He instinctively knew what Velez was trying to do. He had let a shot go which just happened to be the exact moment when he entered the hallucination, which was why he hadn't heard it.
And now he was coming out on the other side of the coastal road which led into the main city, effectively blocking Rhett, the only survivor since he couldn't die, so he could capture him.
Panic clawed at Rhett's throat. What would Velez do once he got his hands on him? The man had learned from his mistakes—no more killing attempts, just binding and immobilization. Prison? Torture as revenge for allegedly killing his men? Rhett's mind spiraled through possibilities, each worse than the last.

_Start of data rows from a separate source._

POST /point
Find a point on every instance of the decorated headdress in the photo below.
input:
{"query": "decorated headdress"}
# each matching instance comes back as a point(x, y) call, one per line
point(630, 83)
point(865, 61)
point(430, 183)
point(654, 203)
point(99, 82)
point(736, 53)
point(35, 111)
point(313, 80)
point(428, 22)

How could he fight back? He was out of tricks, and Velez wouldn't resort to killing. No trump cards, no martial prowess. Velez, the stronger person, would finish him with ease.
Escape routes flashed through his mind—jump the guardrails into the sea, try to swim, hope Velez didn't catch him. Or face eternal death drowning at the bottom of the ocean if he failed.

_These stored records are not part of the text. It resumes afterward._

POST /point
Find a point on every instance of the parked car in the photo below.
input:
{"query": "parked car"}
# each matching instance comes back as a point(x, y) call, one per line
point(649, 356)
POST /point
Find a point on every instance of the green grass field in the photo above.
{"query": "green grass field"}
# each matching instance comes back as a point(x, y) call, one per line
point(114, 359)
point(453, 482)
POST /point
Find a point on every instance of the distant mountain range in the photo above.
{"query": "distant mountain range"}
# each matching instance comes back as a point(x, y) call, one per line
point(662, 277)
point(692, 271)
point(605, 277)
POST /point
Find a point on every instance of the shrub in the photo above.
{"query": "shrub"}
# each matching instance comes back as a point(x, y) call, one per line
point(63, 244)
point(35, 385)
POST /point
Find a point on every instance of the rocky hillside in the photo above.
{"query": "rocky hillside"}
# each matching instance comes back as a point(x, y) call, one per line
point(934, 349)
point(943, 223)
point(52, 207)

But none of that mattered. The only thing he could focus on was Henrik.
The boy was on the ground, almost lifeless. His chest rose and fell in shallow, desperate gasps. His mouth moved slightly, as if trying to form words. The life in his eyes was fading rapidly, becoming more unfocused by the second.
It was a miracle he was still alive. The bullet had pierced into his brain—not deep enough for instant death, but lodged in the outer cortex, blood seeping steadily from the entry wound. Somehow his skull had deflected the worst of the impact, but Henrik was still dying.

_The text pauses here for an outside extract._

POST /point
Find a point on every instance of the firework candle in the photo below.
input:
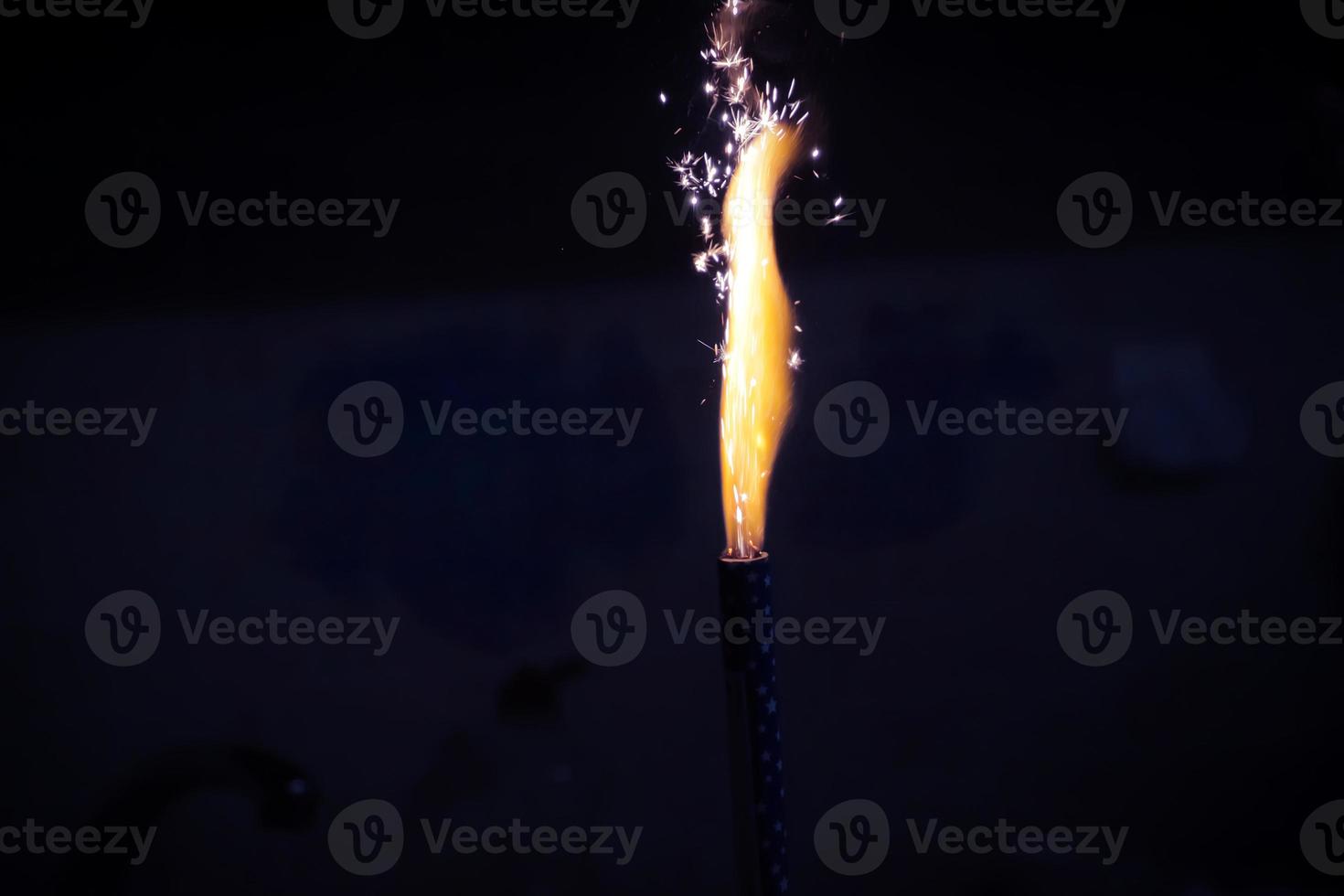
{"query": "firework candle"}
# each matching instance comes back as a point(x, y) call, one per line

"How—what do I even do?" Rhett thought frantically. CPR? Mouth-to-mouth? He knew none of that would be effective against a fucking gunshot wound to the head.
"Don't fucking die on me, you bastard!" Rhett seethed as he tried inspecting the wounds, forgetting about Velez's presence. About everything else. There was no exit wound on the other side of his head, so the bullet was still inside, pressing against fragile brain tissue. Should he pick it out? But Henrik was already bleeding out. He wouldn't be alive in the next few minutes.
At the same time, Henrik's eyes recognized Rhett, turning slightly and focusing on the hectic boy.
"Rhettttt." Henrik slurred, as if the sheer act of talking was draining all his willpower.
"Shut up and save your energy. I'm going to fucking save you. Don't do anything." Rhett said as he attempted to carry Henrik up. He had no real plan to escape from Velez's claws, nor one to treat Henrik. He was just trying to do something. To put some sort of effort into this.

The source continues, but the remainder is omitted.